- 1Bone Unit, S Giuseppe Hospital, IRCCS Istituto Auxologico Italiano, Piancavallo, Italy
- 2Endocrine and Metabolic Research Laboratory, Istituto Auxologico Italiano, Milan, Italy
- 3Rehabilitation Unit and Research Laboratory in Biomechanics and Rehabilitation, S Giuseppe Hospital, IRCCS Istituto Auxologico Italiano, Piancavallo, Italy
- 4Department of Surgical Sciences, Physical and Rehabilitation Medicine, University of Torino, Torino, Italy
Currently, there are two major conceptual frameworks for the term “frailty”: (a) physical frailty, capturing representative signs and symptoms (fatigue, low activity, weakness, weight loss, and slow gait) of community-dwelling older adults that are most vulnerable to adverse health outcomes; (b) deficit accumulation frailty, identifying the most vulnerable older adults through cumulative dysmetabolic, chronic comorbidities.
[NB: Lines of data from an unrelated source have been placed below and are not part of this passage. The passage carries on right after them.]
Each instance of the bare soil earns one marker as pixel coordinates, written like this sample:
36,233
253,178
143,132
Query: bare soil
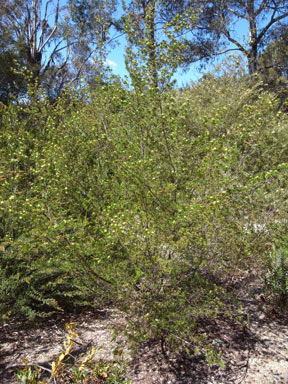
255,351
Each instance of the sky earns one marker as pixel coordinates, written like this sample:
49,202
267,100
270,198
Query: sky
116,61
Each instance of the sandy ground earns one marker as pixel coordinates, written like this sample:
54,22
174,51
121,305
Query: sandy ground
253,353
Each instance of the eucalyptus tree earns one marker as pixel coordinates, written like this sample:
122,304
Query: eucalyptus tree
221,19
53,42
154,39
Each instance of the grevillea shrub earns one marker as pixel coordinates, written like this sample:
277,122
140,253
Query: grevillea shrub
147,200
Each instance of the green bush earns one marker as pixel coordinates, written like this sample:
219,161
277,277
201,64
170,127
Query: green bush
276,277
141,199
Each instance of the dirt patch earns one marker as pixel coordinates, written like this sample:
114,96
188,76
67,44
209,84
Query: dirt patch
255,352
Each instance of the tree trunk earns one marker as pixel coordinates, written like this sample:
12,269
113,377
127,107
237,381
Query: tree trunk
253,42
152,65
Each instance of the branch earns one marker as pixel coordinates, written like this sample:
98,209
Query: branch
261,8
271,22
240,47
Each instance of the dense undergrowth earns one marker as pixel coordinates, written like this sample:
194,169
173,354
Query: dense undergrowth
147,201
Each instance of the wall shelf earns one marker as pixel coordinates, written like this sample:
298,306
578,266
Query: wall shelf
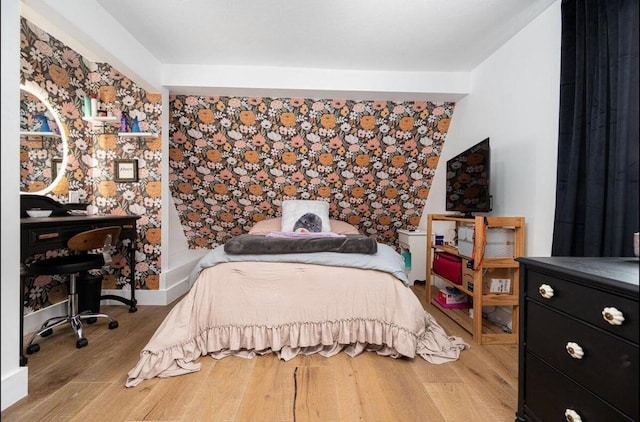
136,135
101,119
42,134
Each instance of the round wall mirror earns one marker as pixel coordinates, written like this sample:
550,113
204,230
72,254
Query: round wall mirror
43,142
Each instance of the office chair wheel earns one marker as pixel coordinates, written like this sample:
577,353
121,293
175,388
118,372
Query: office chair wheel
82,342
33,348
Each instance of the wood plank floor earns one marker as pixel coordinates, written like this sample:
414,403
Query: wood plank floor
69,384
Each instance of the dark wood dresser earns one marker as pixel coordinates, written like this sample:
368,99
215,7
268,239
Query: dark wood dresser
578,345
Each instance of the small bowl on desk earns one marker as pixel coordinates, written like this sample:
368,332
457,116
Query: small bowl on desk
39,213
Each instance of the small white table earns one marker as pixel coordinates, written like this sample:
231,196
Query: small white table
414,245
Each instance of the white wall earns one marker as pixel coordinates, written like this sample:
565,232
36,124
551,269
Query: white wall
14,377
514,100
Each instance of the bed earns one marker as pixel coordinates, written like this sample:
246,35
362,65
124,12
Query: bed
295,303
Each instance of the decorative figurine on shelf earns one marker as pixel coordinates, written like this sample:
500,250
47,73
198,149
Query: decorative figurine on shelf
135,128
44,123
124,125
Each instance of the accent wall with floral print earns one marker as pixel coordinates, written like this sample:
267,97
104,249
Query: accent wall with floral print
234,160
67,77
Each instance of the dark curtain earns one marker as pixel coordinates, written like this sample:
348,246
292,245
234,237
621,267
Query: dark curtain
597,181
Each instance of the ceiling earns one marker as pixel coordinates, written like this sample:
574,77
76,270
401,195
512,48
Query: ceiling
369,35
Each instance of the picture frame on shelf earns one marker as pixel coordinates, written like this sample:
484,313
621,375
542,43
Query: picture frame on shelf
126,170
56,167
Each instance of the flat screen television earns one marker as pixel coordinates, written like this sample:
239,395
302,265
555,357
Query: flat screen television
467,185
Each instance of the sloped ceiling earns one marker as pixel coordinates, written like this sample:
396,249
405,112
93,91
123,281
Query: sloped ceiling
378,35
360,49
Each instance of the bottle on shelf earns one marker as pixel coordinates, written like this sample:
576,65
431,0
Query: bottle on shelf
124,125
87,106
94,105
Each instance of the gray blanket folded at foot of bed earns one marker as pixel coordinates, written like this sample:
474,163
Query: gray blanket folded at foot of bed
251,244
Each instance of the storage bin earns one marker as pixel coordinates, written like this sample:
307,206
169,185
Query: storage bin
452,295
465,240
448,266
452,305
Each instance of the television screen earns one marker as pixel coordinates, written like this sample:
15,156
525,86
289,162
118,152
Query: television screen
467,182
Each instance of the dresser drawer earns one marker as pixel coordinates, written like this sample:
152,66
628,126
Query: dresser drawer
549,394
609,365
585,303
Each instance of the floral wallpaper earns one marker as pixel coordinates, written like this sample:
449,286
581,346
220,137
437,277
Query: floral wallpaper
234,160
67,77
37,152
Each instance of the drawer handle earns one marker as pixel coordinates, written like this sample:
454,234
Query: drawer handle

The two frameworks are interconnected and have a common denominator, which is advanced vulnerability, a generally held term capturing the essence of age-related decline. Despite being a widely acknowledged concept in global health, its translation to the general population health and health service delivery, planning, and utilization is in factual terms often not thoroughly pursued.
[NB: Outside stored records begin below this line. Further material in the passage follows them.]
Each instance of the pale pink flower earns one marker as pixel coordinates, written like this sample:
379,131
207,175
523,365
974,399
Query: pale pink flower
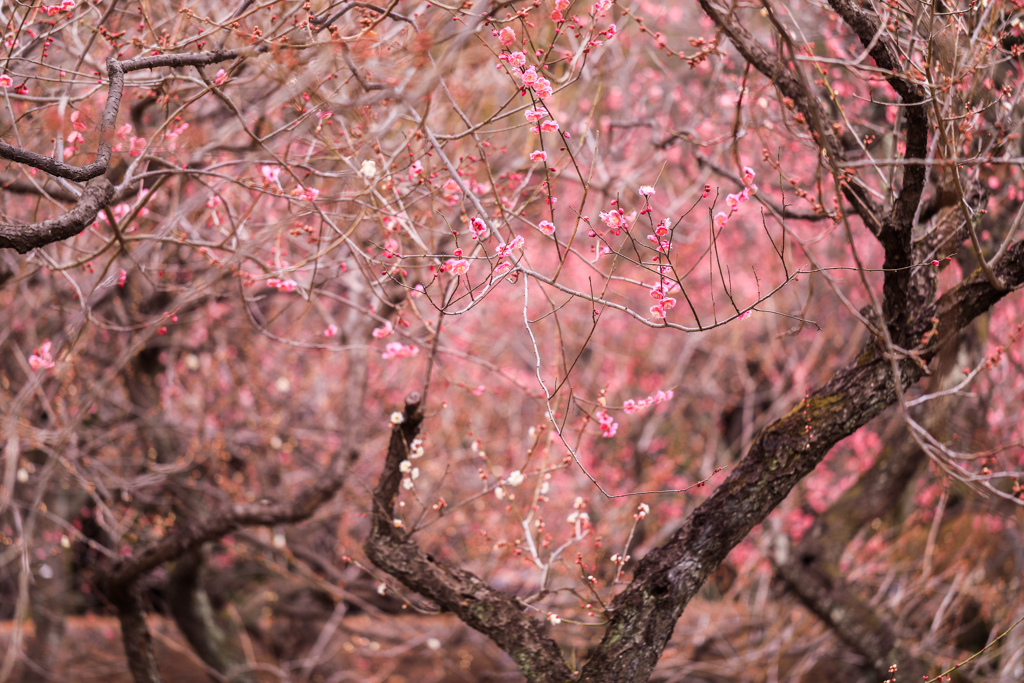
457,266
502,268
478,227
513,58
398,350
535,115
136,144
41,358
506,36
516,243
611,218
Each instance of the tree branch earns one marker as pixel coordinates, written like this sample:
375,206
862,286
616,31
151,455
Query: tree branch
493,612
644,615
24,239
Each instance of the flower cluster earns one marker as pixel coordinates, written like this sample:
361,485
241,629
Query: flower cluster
282,285
630,406
41,358
478,227
506,249
606,423
398,350
457,266
733,201
53,10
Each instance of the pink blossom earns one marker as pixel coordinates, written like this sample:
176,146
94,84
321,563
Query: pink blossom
457,266
516,243
513,58
506,36
478,227
41,358
398,350
611,218
136,144
606,423
270,173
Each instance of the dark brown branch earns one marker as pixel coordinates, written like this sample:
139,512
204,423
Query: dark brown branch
96,196
644,615
194,614
221,522
790,86
895,232
135,633
493,612
116,71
It has been assessed that decreases in the mortality rates have largely plateaued and many individuals spend longer lives in poor health conditions, often struggling with socially driven conditions such as “chronic” drug use or abuse. The recent plague of COVID-19 infection has (re) confirmed that underlying, hidden, forms of frailty can unmask under critical conditions. These variable forms of frailty, although predominant in the older subjects, are not exclusive to this population. Single or coexisting clinical manifestations of human organs and systems (e.g., complicated diabetes, dysmetabolic, neurodegenerative, cardiovascular conditions, myopathies, obesity, sarcopenia, rheumatic diseases, hypogonadism, fragility fractures, and osteomalacia) can determine a variety of outcomes ranging from asymptomatic, paucisymptomatic up to lethal. Therefore, diagnosing one or more already acclaimed frailty conditions can be too simplistic and reductionist. Instead, to precociously identify those who in their lifetime are likely to develop a certain degree of frailty, both age- and non-age-related, appears a more comprehensive and useful task. This means going beyond the orthogeriatric concept of frailty or, in other terms, going from regional to global frailty.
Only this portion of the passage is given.